Enfin, l’exemple de l’Etat halakhique (Medinat halakha), soit un État « pratiquant » qui prêche la loi religieuse en guise de constitution et se trouve régit par la Tora. Le religieux y jouirait d’un pouvoir total contrôlant tous les domaines de la vie privée et sociale. Il imposerait le caractère orthodoxe de la sphère collective. Ici, les lois juives primeraient sur les droits de la personne et la liberté religieuse ne serait pas garantie : point de légalité en dehors de la halakha. L’Etat « pratiquant » s’oppose donc à la démocratie car il ne reconnait pas la souveraineté populaire et restreint les libertés individuelles. Ainsi, les décisions ne seraient pas fixées par les représentants du peuple mais par les rabbins. Cette vision biblique sans division des pouvoirs contraste avec la vision moderne d’un Etat laïcisé et décentralisé. Effectivement, cette forme de théocratie juive qui ambitionne à concrétiser les intentions prophétiques, prêche l'abolition de la démocratie sécularisée. Son avènement instituerait une monarchie avec à sa tête le Machia'h. Mais son aspiration reste essentiellement messianique puisqu'elle ne peut être mise en œuvre avant la venue du Messie.

Synthèse de la problématique
La majorité des Israéliens s’accorde sur le sens sioniste d’Etat juif, sous-tendu par les textes constitutionnels de la Loi Fondamentale et de la Déclaration d’Indépendance alors que celui de Medinat halakha est défendu par les orthodoxes et compris des Arabes au sens religieux.

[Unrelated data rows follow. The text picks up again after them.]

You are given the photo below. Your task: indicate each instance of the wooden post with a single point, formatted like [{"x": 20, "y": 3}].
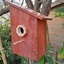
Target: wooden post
[{"x": 2, "y": 52}]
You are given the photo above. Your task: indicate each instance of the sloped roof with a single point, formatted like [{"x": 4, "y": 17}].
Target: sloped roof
[
  {"x": 56, "y": 3},
  {"x": 29, "y": 11}
]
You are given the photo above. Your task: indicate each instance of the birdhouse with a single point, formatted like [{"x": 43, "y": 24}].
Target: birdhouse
[{"x": 28, "y": 29}]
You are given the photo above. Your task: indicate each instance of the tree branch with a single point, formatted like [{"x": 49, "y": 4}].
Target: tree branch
[
  {"x": 46, "y": 7},
  {"x": 29, "y": 4},
  {"x": 37, "y": 5},
  {"x": 4, "y": 11}
]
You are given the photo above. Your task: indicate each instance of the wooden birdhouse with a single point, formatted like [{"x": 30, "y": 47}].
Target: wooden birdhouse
[{"x": 28, "y": 29}]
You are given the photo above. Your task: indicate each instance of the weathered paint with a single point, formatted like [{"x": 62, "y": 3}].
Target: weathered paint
[{"x": 33, "y": 44}]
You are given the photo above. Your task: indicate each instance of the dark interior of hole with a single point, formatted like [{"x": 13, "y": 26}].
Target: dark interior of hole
[{"x": 21, "y": 29}]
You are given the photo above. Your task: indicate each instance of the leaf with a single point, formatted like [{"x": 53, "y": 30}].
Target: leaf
[
  {"x": 41, "y": 61},
  {"x": 61, "y": 53},
  {"x": 49, "y": 59}
]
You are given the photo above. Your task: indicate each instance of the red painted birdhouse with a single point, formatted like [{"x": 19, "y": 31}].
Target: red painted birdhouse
[{"x": 28, "y": 30}]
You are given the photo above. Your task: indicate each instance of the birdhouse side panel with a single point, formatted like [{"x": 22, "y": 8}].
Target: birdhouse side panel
[{"x": 41, "y": 37}]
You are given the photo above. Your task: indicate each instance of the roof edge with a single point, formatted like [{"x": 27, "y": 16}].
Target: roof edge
[{"x": 29, "y": 11}]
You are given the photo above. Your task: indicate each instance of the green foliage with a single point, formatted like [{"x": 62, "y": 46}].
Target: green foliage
[
  {"x": 59, "y": 12},
  {"x": 61, "y": 53},
  {"x": 41, "y": 61},
  {"x": 47, "y": 58}
]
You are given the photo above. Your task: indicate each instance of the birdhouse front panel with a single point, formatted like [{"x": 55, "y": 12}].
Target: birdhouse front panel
[
  {"x": 25, "y": 45},
  {"x": 28, "y": 30}
]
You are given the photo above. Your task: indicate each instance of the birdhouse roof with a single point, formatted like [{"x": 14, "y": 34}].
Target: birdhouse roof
[{"x": 29, "y": 11}]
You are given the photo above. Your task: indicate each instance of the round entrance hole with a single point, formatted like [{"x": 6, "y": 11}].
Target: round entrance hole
[{"x": 21, "y": 30}]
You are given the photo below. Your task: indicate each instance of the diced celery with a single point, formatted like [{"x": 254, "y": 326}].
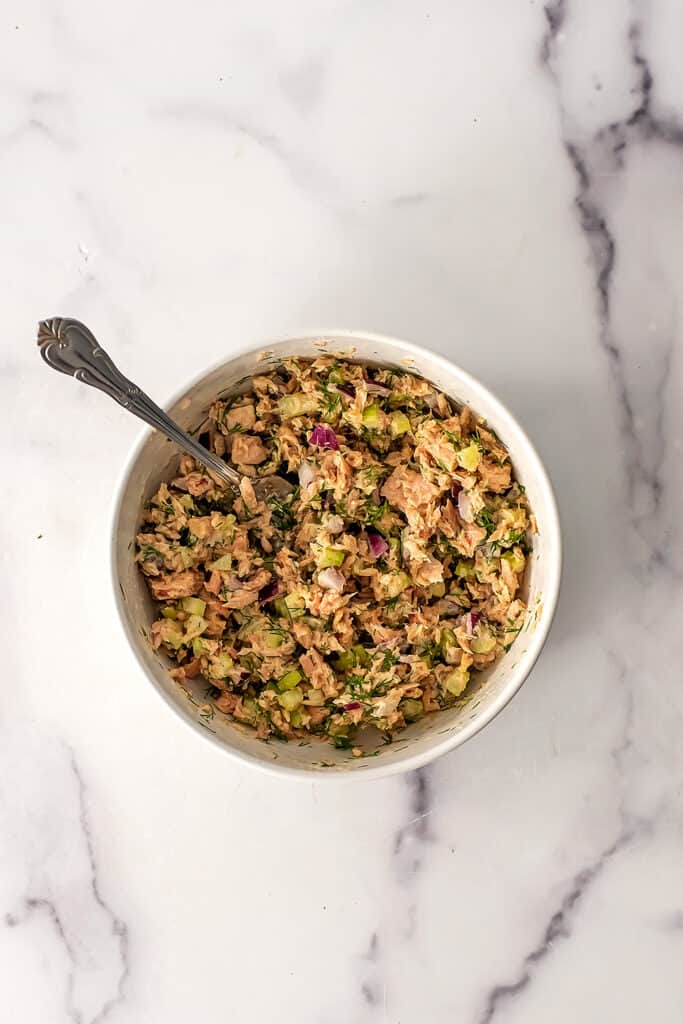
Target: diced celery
[
  {"x": 224, "y": 563},
  {"x": 195, "y": 626},
  {"x": 290, "y": 606},
  {"x": 171, "y": 633},
  {"x": 395, "y": 583},
  {"x": 398, "y": 424},
  {"x": 483, "y": 643},
  {"x": 345, "y": 662},
  {"x": 469, "y": 458},
  {"x": 331, "y": 557},
  {"x": 412, "y": 710},
  {"x": 290, "y": 699},
  {"x": 220, "y": 666},
  {"x": 251, "y": 709},
  {"x": 372, "y": 417},
  {"x": 290, "y": 680},
  {"x": 457, "y": 680},
  {"x": 515, "y": 559},
  {"x": 361, "y": 655},
  {"x": 297, "y": 404}
]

Pourquoi alors demander à une entité extérieure de reconnaitre le caractère spécifique du pays déjà clairement défini par lui ? Le débat n’est ni métaphysique, ni rhétorique mais bien politique. Premièrement, pour les Palestiniens, entériner Israel en tant qu’Etat juif signifie ne plus le revendiquer comme terre d’Islam et donc comme légitimité arabe. Deuxièmement, l’idéologie sioniste d’un foyer national juif implique les droits qui s’y rattachent : la loi du retour. En effet, si la nature juive d’Israel n’est pas rappelée et soulignée, la loi du retour s’applique à tous les citoyens, Juifs comme Palestiniens. L’Etat perdrait alors son statut distinctif. C’est pourquoi, semble-t-il, les Palestiniens s’entêtent à ne pas vouloir reconnaitre l’attribut juif d’Israel afin de pouvoir continuer à revendiquer inlassablement le « droit au retour des réfugiés ». D’où l’insistance de Benjamin Netanyahou, conscient des enjeux vitaux liés à la question.